Can we rely on LLMs for making business critical decisions? It seems very convincing that this would be possible, however when it gets to actually implementing this we realize LLMs will remain at least for now as a tool to help making decisions
We are very excited about the release of LLM models, including its chat adaptations like ChatGPT. LLMs have achieved tremendous improvement in the accuracy of language-based predictions. Accuracy has always been a focus in NLP, which has been improving over the years aided by many breakthroughs, including the use of deep learning/neural networks for predictions, vector representations (word2vec, glove, etc.), high dimensional embeddings, transformers, transfer learning, and so on.
For almost all the use-cases we solve using NLP over last decade, we leveraged both probabilistic and deterministic algorithms to ensure its reliability in a real-life enterprise production functions. NLP, as it's based on probabilistic models, (yet) cannot be used by itself as a reliable solution for business-critical use cases. We can safely use it for use cases like classifying customer interactions, reviews, extracting entities, etc. which are tolerant to a few miss classifications or wrong predictions. However, for use cases where we have a monetary value or impact on people/businesses, we need deterministic algorithms or processes in place to ensure accurate processing.
For e.g., Assume a simple business process in which we send checks/cash to users based on a handwritten or image of a form they submitted. The system automatically extracts the amount from the submitted form and issues a check. To ensure there is no leakage, we add conditions like human in-loop verification for amounts greater than $1000 and/or check users' past transactions, designation etc before the amount is processed.

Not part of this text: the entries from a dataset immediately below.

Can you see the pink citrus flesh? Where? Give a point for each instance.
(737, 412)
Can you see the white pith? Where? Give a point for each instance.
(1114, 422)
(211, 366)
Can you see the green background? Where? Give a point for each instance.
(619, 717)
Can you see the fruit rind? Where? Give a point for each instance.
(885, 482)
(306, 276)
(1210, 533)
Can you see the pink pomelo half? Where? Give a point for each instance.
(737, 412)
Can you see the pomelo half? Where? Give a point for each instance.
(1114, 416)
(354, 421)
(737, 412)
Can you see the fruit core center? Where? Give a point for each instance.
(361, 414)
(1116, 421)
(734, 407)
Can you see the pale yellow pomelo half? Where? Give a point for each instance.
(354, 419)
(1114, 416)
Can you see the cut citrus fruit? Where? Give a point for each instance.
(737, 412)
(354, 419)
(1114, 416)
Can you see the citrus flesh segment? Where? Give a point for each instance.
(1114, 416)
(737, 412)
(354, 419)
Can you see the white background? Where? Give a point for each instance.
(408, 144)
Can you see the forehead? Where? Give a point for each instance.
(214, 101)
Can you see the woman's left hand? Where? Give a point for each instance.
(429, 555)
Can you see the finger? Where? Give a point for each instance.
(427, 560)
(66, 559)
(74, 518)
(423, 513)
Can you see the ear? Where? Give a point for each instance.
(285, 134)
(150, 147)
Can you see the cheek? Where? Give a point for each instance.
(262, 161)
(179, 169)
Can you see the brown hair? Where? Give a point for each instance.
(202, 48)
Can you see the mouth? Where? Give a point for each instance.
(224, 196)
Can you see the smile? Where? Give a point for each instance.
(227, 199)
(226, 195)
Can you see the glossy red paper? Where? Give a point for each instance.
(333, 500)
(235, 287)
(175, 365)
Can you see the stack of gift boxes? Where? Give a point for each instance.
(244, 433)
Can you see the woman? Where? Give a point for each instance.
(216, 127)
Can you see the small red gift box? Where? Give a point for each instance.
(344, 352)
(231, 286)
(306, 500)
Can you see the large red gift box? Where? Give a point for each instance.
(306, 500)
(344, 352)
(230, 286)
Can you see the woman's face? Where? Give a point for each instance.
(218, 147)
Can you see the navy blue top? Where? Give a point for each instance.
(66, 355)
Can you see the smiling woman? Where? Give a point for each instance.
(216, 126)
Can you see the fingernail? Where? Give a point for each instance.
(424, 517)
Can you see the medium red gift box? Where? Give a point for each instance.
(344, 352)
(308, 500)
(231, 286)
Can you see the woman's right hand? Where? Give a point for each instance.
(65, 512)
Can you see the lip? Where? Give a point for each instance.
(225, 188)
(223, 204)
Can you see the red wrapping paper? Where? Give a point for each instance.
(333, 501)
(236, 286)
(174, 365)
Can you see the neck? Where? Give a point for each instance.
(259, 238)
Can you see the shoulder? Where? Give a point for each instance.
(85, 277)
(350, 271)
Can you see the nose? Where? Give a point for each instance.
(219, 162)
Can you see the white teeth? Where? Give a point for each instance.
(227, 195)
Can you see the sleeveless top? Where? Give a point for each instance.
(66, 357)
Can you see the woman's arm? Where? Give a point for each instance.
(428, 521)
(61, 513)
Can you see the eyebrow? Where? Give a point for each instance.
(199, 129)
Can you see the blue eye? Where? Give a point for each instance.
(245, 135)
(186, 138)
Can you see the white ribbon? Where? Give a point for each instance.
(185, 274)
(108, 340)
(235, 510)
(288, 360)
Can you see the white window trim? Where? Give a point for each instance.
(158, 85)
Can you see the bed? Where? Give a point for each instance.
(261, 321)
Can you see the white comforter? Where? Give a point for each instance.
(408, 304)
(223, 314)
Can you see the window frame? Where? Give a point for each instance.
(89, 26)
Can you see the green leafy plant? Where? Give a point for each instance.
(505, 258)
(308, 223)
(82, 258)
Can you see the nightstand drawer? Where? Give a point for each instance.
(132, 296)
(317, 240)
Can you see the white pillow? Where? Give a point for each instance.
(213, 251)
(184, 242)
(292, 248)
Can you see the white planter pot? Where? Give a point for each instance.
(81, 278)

The above use case is a simple one and enterprises have thousands of simple and complex use cases, where the impact will be critical to the business if it's incorrectly processed. The tolerance for error depends on individual scenario and trade-offs.

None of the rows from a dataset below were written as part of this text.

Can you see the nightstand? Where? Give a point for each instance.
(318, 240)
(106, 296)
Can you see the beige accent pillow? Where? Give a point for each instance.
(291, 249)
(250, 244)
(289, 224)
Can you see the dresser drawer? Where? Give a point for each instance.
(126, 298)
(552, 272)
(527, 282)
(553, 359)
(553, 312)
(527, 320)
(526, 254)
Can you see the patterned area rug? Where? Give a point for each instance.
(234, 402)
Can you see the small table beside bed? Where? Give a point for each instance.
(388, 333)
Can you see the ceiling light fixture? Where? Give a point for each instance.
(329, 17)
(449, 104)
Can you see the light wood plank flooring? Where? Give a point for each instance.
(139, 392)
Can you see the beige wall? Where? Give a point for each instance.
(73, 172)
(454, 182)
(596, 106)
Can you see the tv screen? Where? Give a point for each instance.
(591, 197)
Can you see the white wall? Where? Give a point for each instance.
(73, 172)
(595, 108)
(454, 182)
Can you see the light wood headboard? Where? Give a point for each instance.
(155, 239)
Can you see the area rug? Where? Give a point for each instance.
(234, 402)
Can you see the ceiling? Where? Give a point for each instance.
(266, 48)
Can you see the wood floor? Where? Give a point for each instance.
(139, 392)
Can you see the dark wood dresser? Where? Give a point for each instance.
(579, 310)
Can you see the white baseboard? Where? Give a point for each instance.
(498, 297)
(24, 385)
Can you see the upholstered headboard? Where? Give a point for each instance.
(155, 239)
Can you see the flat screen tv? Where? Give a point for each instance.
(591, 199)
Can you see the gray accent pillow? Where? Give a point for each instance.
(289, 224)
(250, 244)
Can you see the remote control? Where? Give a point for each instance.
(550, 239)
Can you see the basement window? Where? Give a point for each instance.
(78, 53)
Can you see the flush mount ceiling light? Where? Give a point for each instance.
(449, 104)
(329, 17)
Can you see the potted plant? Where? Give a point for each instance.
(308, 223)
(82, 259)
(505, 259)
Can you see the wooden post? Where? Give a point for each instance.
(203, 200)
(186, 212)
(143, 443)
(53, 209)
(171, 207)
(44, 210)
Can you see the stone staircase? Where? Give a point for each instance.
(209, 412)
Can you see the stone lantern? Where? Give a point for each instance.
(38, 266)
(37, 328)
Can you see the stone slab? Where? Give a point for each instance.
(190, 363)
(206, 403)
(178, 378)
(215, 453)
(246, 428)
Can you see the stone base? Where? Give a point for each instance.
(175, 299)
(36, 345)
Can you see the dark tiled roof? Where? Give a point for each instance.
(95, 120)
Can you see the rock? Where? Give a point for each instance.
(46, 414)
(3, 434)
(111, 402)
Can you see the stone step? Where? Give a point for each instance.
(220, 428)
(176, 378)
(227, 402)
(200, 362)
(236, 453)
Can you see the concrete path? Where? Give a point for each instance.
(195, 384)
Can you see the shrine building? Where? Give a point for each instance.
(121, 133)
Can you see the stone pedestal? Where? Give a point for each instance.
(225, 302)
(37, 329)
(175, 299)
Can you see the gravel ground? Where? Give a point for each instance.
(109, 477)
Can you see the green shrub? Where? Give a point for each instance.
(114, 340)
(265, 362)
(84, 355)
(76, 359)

LLMs, irrespective of all the hype it's chat version generated, hasn't changed the above except that the chances of error has significantly been reduced. Since we cannot rely on "chances", we still need deterministic algorithms that can be clearly explained and some times humans in loop to complete business processes. We believe this would remain true as long as we use probabilistic methods in NLP, but then predictions are probabilistic unless we know the states of each of the features that has an impact on the value being predicted, right?

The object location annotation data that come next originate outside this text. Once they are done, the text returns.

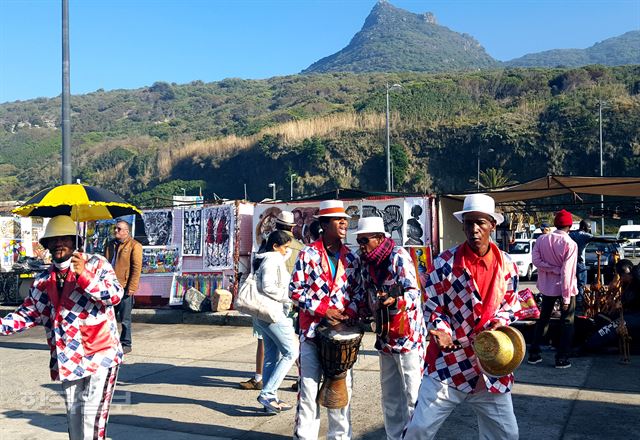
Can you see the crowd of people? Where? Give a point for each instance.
(472, 288)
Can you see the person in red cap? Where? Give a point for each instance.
(556, 255)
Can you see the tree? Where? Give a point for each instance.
(494, 178)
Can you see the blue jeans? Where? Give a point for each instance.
(281, 348)
(123, 315)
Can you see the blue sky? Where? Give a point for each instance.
(127, 44)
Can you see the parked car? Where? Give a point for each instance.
(631, 233)
(521, 253)
(607, 259)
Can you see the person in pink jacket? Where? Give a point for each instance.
(556, 255)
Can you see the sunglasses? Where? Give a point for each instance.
(363, 240)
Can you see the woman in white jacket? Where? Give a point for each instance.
(280, 342)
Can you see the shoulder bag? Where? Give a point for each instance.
(252, 302)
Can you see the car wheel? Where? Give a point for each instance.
(529, 275)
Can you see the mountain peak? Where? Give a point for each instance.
(393, 39)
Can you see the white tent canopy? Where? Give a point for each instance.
(557, 185)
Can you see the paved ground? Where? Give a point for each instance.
(180, 383)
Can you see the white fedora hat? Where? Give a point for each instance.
(371, 225)
(332, 208)
(285, 218)
(479, 203)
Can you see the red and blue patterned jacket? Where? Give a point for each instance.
(313, 290)
(401, 270)
(80, 326)
(454, 305)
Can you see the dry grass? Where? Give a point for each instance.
(290, 132)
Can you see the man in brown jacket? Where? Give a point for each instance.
(125, 255)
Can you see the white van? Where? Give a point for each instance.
(521, 252)
(632, 234)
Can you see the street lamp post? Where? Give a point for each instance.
(273, 186)
(291, 179)
(601, 169)
(490, 150)
(394, 86)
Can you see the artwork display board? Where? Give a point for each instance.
(160, 260)
(417, 230)
(10, 228)
(219, 236)
(406, 219)
(264, 220)
(157, 228)
(206, 283)
(12, 250)
(423, 262)
(100, 232)
(192, 232)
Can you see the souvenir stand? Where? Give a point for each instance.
(21, 255)
(410, 219)
(194, 246)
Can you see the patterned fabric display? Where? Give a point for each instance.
(314, 290)
(85, 306)
(400, 270)
(454, 305)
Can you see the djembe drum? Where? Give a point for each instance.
(338, 350)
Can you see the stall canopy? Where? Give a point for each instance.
(348, 193)
(558, 185)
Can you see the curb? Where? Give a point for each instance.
(177, 316)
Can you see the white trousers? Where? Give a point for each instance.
(307, 423)
(436, 401)
(88, 401)
(400, 376)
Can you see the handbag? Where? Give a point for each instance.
(252, 302)
(393, 321)
(528, 307)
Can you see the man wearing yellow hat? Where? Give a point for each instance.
(74, 302)
(471, 289)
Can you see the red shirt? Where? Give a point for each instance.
(482, 268)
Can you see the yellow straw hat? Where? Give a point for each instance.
(59, 226)
(499, 351)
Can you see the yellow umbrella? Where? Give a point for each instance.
(81, 202)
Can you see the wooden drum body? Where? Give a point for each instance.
(338, 350)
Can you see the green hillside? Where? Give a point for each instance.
(616, 51)
(329, 130)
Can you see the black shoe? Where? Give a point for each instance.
(534, 358)
(271, 406)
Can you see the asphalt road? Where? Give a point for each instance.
(180, 382)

We believe a combination of LLMs, specialized language models, deterministic algorithms or checks and humans will be key to process automation. A lot of manual work that involves straightforward reading or writing can be automated. But anything that needs creativity or decisions within a context will require a more reliable process devoid of hallucinations.
Fun question: Will you cross a river which is average 4ft deep, if you are 6ft tall?